*Scripture verses covered in this section's commentary are noted in italics

Colossians 2:4-5 meaning

Verses covered in this passage:

  • Colossians 2:4
  • Colossians 2:5

The unity of spirit binds all believers across all geography and time. Paul is fighting from a distance to help ensure the loud and present voices of the day do not drown out the unifying work of Christ and His Gospel.

In Colossians 2:1-3, Paul lays out his purpose in writing to the Colossian believers, which culminates in the conclusion that following Jesus is the key to one’s best life. He also emphasizes his care for those he has not met face-to-face and the special endeavor (Paul calls it “struggle”) he is undertaking to communicate the message of Jesus to them.

Here Paul says, I say this so that no one will delude you with persuasive argument. This infers there is a competing narrative and Paul is concerned that the Colossians will be taken in by it.

The only other time in Scripture the word delude (Greek, “paralogizimai”) is used is in James 1:22, “But prove doers of the word and not just hearers who delude themselves.” This is about something that has a ring of truth to it but does not provide the full picture (hearing the word is right but is incomplete without doing). There is a reason the arguments are persuasive. They may sound like truth but are actually perversions, delusions.

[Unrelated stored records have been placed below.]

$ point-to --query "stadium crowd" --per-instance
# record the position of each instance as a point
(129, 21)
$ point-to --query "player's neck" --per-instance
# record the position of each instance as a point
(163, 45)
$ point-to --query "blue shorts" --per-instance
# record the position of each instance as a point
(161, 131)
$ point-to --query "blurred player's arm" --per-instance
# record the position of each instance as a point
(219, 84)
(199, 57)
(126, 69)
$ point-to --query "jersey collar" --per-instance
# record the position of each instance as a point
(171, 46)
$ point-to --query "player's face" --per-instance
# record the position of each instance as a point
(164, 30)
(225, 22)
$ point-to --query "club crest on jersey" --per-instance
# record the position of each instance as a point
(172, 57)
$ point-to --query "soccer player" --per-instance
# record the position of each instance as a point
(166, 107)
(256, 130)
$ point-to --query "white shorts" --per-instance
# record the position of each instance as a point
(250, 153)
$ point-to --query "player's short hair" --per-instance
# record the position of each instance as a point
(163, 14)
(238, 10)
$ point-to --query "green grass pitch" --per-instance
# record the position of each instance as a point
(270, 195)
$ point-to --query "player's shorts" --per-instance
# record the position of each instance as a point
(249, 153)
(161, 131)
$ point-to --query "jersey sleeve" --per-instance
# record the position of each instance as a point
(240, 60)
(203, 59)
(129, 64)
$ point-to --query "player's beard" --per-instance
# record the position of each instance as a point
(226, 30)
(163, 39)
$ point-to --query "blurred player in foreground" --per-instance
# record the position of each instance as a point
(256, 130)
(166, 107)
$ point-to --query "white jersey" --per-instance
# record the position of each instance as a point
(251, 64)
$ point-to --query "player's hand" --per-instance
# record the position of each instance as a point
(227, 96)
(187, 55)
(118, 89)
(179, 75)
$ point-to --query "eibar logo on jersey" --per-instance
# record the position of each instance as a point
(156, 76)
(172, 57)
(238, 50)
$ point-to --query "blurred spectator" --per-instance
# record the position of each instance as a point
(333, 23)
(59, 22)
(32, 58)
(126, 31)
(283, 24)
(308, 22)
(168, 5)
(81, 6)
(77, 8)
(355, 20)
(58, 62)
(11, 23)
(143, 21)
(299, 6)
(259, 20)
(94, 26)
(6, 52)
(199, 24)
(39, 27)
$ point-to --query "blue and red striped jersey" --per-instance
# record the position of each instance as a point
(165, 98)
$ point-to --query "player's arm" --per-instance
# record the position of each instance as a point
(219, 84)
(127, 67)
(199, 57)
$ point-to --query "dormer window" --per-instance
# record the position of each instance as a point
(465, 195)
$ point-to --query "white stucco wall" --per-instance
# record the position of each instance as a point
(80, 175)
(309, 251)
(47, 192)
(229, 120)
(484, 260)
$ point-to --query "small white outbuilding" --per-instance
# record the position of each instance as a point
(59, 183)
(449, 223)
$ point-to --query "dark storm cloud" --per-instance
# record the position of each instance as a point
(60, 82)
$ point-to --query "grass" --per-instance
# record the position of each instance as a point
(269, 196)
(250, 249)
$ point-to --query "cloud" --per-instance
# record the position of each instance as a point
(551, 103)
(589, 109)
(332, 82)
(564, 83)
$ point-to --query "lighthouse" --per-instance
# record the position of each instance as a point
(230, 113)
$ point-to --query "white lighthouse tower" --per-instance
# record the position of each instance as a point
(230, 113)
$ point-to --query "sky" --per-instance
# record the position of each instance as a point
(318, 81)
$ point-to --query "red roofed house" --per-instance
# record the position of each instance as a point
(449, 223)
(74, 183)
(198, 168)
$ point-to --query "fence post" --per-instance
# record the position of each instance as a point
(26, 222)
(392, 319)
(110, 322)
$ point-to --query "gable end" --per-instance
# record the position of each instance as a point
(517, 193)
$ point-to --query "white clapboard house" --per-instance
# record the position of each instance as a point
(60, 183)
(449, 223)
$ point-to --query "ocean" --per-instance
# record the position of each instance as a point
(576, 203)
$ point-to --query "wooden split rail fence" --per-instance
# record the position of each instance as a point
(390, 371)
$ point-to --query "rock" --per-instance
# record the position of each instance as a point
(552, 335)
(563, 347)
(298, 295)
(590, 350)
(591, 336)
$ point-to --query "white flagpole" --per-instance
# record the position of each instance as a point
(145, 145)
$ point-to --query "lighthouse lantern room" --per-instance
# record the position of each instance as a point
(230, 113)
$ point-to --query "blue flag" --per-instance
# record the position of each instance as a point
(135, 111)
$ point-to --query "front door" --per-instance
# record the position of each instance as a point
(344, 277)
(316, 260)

So, what are the persuasive arguments and what specifically is the delusion? Paul does not say, but he leaves some hints. The first is in connection with the previous verse that really hammered home the idea that following Christ is the path to living life to its fullest. Perhaps the false persuasive argument is that there is another path that is more desirable. It could be that someone is telling the Colossians that Jesus is the path to material prosperity, which could be a reason Paul emphasizes that the true and lasting wealth to be obtained is spiritual wisdom and knowledge (Colossians 2:3). Paul also warns the Colossians not to fall into worldly “philosophy” or “traditions of men.” This could include both Greek philosophical thought as well as religious traditions that have displaced their underlying spiritual purpose (Colossians 2:6-8).

Another possibility for the false teaching Paul opposes is found in the verse that follows: for even though I am absent in body, nevertheless I am present with you in spirit. This, coupled with Paul’s vehement admonition in verse 1 that he is struggling for those he has not met face-to-face, suggests the persuasive argument might be something along the lines of, “Why should you listen to this person whom you’ve never met? He has never been here. He does not know you.”

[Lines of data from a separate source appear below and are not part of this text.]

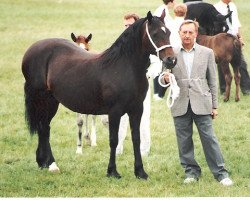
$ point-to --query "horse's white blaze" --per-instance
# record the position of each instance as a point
(164, 29)
(53, 168)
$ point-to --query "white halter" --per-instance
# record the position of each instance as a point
(152, 42)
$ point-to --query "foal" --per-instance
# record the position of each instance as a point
(227, 49)
(83, 42)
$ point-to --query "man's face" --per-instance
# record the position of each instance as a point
(226, 1)
(128, 22)
(188, 34)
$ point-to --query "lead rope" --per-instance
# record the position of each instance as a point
(154, 45)
(174, 89)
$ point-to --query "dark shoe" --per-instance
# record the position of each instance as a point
(246, 92)
(190, 180)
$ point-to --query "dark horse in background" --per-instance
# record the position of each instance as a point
(113, 82)
(211, 21)
(227, 50)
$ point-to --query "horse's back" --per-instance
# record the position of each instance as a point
(37, 58)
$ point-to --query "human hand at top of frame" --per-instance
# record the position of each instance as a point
(214, 113)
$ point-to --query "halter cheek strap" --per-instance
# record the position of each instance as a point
(154, 45)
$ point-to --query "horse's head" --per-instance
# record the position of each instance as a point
(158, 36)
(81, 40)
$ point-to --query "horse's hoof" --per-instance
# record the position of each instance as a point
(79, 151)
(237, 99)
(114, 174)
(53, 168)
(141, 174)
(93, 144)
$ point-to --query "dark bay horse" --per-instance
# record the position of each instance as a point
(90, 134)
(227, 50)
(113, 82)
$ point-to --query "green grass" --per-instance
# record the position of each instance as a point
(24, 22)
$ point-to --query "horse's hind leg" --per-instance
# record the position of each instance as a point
(46, 109)
(228, 79)
(79, 134)
(93, 131)
(237, 82)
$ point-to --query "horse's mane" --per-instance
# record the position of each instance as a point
(126, 44)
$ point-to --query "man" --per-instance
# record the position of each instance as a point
(129, 19)
(195, 73)
(225, 6)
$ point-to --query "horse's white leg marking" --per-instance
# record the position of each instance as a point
(145, 126)
(105, 120)
(86, 134)
(79, 134)
(122, 133)
(53, 167)
(93, 130)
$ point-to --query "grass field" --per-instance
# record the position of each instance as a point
(23, 22)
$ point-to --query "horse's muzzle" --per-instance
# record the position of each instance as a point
(169, 62)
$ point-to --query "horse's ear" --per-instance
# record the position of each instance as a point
(229, 14)
(149, 16)
(163, 14)
(89, 38)
(73, 37)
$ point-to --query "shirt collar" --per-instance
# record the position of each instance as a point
(193, 48)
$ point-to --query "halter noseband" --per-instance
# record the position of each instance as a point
(152, 42)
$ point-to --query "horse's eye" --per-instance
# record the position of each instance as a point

It seems likely that Paul’s opponents would use a combination of the two. There is likely a false doctrinal teaching making its way around Colossae, and the false teaching is being bolstered by the argument that Paul is not present and does not really know what is going on/what is best for the Colossian community. Perhaps Paul’s letter was written to reinforce the ministry of Paul’s ally Epaphras, and Paul is establishing his authority in order to provide the needed aide (Colossians 1:7).

Paul, in echoes of Chapter 1 and verse 2 of Chapter 2, is reinforcing the idea that the true binding agent between persons is love (spirit) rather than proximity (body). Paul says in Chapter 1 that the gospel is at work throughout the world and believers are united in that endeavor (including him and the people in Colossae). Paul’s spiritual unity with them is much more important than the physical distances between them.

To reiterate this point, Paul says that being with the Colossians in spirit allows him to rejoice to see your good discipline and the stability of your faith in Christ. The word for good discipline is the Greek word “taxis,” which means “order” or “arranging.” Paul is praising the Colossians for living a life of proper alignment with God. The letter, then, is a plea to not leave that alignment for the persuasive arguments of those who would deceive.

Paul lauds the Colossians for good discipline, the right practice/perspective, and for the stability of their faith in Christ. He commends them for choosing the right path and for choosing it consistently. Paul is not waiting to see if they are lured by the false teaching. Rather, he is engaging proactively to encourage the Colossians to stay the course and avoid falling for this false teaching.

As the letter to the Colossians progresses, Paul will continue to lay out the case that this is the right path, it is best for all involved, and the Colossians abandon it to their own peril.

Biblical Text

I say this so that no one will delude you with persuasive argument. For even though I am absent in body, nevertheless I am with you in spirit, rejoicing to see your good discipline and the stability of your faith in Christ.